Lego Batman received generally favorable reviews from critics upon release. IGN gave the game a 7.7 for the Wii, PS2, PS3 and 360, and a 7.3 for PSP stating that while the game has plenty of replay value, it also retains problematic elements from the previous games in the series and does not necessarily add anything new. The DS version received an 8.0 rating. GamesRadar gave it an 8 out of 10, noting that Traveller's Tales was able to be more open with the license than in previous games. In a review for PC Gamer, John Walker noted that the large number of locations in Gotham as a "welcome improvement" over Lego Indiana Jones: The Original Adventures. Combat is styled in the manner of the 1960s Batman series, and the game includes clever puzzles. The drawbacks mentioned include the fixed viewing perspective and the frequent respawning of opponents. "Iconic characters, such as Clayface and Robin, have been turned into village idiots," writes Ben of Game Informer who nevertheless later adds, "this game is filled with cool playable characters… Nightwing, Harley Quinn, Joker, Killer Croc, Bane, Catwoman, and Man-Bat only scratch the surface of the game's catalog of great characters." The Nintendo DS version was nominated for "Best Action Game of 2008 on the DS" by IGN. As of August 2010, the game has sold over 7 million copies worldwide.

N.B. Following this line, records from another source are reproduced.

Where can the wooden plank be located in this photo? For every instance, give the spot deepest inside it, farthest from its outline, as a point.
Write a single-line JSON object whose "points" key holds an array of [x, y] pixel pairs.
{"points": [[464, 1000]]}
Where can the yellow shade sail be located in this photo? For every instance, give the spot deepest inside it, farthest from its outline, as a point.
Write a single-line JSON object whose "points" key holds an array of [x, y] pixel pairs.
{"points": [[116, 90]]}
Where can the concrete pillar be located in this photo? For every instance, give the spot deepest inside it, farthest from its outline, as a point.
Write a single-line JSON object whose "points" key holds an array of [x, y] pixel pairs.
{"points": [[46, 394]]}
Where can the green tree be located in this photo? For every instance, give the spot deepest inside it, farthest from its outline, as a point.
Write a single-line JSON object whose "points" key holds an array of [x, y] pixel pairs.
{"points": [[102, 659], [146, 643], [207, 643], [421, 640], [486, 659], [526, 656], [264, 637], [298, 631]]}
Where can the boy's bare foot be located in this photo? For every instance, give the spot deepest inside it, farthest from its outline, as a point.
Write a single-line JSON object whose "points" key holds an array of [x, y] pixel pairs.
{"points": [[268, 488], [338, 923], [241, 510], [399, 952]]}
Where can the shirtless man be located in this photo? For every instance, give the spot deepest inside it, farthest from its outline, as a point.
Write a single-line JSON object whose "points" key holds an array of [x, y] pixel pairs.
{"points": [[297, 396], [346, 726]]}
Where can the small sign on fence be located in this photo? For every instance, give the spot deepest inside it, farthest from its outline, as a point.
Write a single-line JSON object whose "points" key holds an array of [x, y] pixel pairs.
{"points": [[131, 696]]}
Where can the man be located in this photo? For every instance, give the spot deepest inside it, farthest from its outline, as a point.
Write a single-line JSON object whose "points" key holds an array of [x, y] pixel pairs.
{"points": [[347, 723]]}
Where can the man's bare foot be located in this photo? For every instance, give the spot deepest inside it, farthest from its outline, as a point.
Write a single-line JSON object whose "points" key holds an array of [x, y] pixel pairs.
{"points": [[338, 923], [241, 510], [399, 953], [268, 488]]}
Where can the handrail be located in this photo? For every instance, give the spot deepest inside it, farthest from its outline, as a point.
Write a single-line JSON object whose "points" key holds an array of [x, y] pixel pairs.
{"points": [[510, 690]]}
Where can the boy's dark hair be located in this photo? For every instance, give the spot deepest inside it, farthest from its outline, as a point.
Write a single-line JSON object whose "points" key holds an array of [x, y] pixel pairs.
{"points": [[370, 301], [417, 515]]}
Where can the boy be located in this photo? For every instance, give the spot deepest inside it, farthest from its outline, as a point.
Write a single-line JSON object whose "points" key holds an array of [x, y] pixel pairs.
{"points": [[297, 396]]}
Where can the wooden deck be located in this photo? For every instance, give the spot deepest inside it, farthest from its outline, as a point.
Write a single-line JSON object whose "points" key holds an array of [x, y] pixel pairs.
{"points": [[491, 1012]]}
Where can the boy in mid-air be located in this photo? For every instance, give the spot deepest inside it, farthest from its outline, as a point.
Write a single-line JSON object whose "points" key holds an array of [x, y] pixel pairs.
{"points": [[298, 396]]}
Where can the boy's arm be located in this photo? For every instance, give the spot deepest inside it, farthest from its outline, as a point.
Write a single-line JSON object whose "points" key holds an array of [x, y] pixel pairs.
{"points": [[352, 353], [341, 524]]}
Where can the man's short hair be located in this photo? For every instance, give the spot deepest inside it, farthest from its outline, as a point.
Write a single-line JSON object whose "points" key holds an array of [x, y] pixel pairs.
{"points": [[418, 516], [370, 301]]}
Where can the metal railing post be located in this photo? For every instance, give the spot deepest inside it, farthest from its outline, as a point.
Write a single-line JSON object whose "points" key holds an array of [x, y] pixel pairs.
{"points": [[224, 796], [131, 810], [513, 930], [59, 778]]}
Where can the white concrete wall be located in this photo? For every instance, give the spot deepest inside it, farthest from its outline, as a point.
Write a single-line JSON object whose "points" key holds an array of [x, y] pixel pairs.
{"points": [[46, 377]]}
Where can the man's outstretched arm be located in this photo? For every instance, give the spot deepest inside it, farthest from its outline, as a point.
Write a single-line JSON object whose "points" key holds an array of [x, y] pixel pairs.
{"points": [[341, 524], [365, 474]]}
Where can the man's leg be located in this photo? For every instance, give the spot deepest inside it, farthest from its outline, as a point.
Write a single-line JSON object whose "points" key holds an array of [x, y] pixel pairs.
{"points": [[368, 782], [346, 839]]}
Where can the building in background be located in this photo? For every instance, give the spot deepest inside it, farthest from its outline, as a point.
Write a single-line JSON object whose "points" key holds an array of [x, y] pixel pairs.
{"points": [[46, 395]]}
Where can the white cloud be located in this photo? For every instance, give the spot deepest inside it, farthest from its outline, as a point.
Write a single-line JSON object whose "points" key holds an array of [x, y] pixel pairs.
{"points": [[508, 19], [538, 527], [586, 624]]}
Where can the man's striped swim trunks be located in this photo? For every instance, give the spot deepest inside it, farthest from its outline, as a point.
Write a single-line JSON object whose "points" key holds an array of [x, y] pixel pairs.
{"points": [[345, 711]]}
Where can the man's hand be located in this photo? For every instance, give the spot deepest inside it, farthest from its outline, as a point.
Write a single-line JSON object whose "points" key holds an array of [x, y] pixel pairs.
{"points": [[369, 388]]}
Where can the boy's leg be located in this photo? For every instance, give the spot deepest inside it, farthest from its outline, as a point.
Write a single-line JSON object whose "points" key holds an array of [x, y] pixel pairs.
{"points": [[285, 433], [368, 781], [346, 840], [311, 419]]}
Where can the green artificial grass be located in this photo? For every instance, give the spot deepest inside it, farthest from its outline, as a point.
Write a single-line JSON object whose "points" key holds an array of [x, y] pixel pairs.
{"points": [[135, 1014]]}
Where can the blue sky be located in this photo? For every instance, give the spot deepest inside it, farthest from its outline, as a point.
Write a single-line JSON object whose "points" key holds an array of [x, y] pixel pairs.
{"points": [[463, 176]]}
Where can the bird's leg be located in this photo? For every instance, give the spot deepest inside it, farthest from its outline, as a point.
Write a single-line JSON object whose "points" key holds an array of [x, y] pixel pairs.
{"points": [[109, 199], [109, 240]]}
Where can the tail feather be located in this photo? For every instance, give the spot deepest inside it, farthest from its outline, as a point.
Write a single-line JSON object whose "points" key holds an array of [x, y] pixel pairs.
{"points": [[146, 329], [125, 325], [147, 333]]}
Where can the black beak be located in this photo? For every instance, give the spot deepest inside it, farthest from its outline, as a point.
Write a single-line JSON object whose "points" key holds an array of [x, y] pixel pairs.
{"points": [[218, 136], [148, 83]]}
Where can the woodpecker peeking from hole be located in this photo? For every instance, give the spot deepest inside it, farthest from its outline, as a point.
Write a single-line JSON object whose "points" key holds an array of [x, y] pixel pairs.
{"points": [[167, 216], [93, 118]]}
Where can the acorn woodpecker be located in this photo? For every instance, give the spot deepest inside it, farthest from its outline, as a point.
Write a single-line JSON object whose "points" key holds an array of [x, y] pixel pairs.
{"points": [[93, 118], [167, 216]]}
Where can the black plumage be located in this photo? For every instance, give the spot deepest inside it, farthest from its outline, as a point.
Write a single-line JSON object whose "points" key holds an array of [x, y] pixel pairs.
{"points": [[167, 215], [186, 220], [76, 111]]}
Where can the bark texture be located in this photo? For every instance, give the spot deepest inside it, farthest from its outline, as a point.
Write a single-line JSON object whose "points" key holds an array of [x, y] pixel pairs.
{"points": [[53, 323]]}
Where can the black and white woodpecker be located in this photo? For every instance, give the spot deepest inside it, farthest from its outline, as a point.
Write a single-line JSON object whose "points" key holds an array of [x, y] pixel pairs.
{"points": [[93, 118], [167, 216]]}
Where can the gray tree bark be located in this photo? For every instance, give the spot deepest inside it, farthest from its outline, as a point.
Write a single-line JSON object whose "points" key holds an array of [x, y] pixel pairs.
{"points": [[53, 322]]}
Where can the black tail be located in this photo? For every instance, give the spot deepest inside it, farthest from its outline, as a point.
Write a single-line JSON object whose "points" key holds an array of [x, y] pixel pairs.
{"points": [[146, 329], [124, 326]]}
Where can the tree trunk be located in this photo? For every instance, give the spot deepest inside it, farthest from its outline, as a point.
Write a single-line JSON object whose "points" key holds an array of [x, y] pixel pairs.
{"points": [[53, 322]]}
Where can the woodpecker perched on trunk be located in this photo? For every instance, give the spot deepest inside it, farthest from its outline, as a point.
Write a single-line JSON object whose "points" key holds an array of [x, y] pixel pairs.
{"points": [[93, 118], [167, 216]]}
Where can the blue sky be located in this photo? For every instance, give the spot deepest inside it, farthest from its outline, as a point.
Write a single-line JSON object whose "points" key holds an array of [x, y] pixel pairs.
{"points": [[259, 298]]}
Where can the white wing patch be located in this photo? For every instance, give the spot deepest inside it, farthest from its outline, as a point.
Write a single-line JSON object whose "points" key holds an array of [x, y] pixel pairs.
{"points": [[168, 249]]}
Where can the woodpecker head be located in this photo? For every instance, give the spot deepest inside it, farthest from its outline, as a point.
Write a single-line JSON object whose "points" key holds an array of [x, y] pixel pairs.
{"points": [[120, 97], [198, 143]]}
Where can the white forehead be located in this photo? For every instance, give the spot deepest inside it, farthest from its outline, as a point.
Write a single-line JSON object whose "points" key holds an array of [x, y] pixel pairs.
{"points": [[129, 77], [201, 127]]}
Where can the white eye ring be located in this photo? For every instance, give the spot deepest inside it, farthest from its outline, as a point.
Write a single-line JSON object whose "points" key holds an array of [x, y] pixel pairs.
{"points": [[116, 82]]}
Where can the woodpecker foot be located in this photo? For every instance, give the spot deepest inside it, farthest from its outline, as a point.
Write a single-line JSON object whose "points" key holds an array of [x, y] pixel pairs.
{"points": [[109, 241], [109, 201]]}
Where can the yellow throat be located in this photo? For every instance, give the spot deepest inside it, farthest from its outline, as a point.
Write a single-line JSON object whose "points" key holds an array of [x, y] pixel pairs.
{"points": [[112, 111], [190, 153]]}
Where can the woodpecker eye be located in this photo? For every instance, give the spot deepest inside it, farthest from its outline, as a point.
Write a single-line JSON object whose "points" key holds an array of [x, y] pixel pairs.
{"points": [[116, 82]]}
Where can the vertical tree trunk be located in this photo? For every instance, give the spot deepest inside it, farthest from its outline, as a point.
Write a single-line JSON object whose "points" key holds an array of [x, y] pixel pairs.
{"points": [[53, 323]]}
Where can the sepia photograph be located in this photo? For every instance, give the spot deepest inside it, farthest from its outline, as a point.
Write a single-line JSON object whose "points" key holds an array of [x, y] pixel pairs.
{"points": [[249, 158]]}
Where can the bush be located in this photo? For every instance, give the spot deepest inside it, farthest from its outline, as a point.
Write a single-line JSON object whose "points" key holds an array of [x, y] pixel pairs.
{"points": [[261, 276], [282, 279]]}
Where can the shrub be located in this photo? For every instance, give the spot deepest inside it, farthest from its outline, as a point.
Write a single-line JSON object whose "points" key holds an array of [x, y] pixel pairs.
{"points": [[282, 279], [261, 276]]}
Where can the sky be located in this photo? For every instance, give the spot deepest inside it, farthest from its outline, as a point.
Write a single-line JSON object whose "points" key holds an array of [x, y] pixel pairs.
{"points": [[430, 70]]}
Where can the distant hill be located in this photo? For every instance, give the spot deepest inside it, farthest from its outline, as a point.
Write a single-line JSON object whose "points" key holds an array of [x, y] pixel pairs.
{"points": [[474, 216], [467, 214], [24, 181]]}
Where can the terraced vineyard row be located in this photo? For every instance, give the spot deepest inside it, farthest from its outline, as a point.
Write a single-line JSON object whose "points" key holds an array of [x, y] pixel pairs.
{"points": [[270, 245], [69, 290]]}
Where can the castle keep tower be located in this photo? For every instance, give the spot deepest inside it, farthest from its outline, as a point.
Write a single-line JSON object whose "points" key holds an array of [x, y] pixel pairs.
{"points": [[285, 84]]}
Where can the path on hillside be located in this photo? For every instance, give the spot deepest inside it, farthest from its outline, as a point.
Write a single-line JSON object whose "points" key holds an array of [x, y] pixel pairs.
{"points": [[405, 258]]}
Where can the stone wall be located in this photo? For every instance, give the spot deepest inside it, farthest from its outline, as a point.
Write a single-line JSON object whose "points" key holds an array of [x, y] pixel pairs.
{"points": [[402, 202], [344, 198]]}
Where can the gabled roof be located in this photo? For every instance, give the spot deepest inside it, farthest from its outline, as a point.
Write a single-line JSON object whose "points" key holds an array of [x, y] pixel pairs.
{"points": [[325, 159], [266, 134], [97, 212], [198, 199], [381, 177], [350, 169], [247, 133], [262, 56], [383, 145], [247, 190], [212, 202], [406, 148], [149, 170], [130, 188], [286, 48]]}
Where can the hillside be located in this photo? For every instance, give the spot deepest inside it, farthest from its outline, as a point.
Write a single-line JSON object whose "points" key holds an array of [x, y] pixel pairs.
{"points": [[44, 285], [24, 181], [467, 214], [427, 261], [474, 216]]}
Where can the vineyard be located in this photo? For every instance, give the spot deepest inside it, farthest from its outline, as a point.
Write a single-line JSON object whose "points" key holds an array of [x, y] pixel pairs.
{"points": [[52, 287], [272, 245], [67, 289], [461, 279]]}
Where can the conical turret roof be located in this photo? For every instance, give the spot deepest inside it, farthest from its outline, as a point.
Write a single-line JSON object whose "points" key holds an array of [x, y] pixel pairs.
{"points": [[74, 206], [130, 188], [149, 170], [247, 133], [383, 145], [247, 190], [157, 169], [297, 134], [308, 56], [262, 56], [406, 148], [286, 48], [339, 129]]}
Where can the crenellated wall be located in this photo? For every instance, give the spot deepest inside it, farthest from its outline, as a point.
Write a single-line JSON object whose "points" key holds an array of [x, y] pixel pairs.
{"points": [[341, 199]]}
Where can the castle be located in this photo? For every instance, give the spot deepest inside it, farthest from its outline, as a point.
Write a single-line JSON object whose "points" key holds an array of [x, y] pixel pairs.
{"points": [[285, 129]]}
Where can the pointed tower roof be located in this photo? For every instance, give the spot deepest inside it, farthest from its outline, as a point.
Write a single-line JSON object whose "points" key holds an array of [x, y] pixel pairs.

As of January 2012, the game has sold over 11 million copies worldwide. The Russian magazine Igromania gave the game a mixed review, stating "It's still good, but nowhere near as brilliant as LEGO Star Wars", citing the lack of jokes about the Batman movies. During the 12th Annual Interactive Achievement Awards, the Academy of Interactive Arts & Sciences nominated Lego Batman for "Outstanding Achievement in Adapted Story".

Aggregate score
| Aggregator | Score |
|---|---|
| Metacritic | (PC) 80/100 (X360) 76/100 (PS3) 75/100 (Wii) 74/100 (PSP) 73/100 (DS) 72/100 |

Review scores
| Publication | Score |
|---|---|
| 1Up.com | C |
| Game Informer | 7.5/10 |
| GameSpot | 6.5/10 |
| IGN | 7.3/10 |
| Official Xbox Magazine (US) | 7/10 |
| PC Gamer (US) | 88% |
| Igromania | 6/10 |

==Sequels==
A sequel, Lego Batman 2: DC Super Heroes, was announced by Warner Bros to be in development by Traveller's Tales. Released in June 2012, the game's characters and models are inspired by the Lego DC Super Heroes sets. A third game, titled Lego Batman 3: Beyond Gotham, was released in November 2014. A spin-off, Lego DC Super-Villains, was released in October 2018, around the time of the original game's tenth anniversary. Lego Batman: Legacy of the Dark Knight was released in May 2026, over a decade since the last mainline Lego Batman game.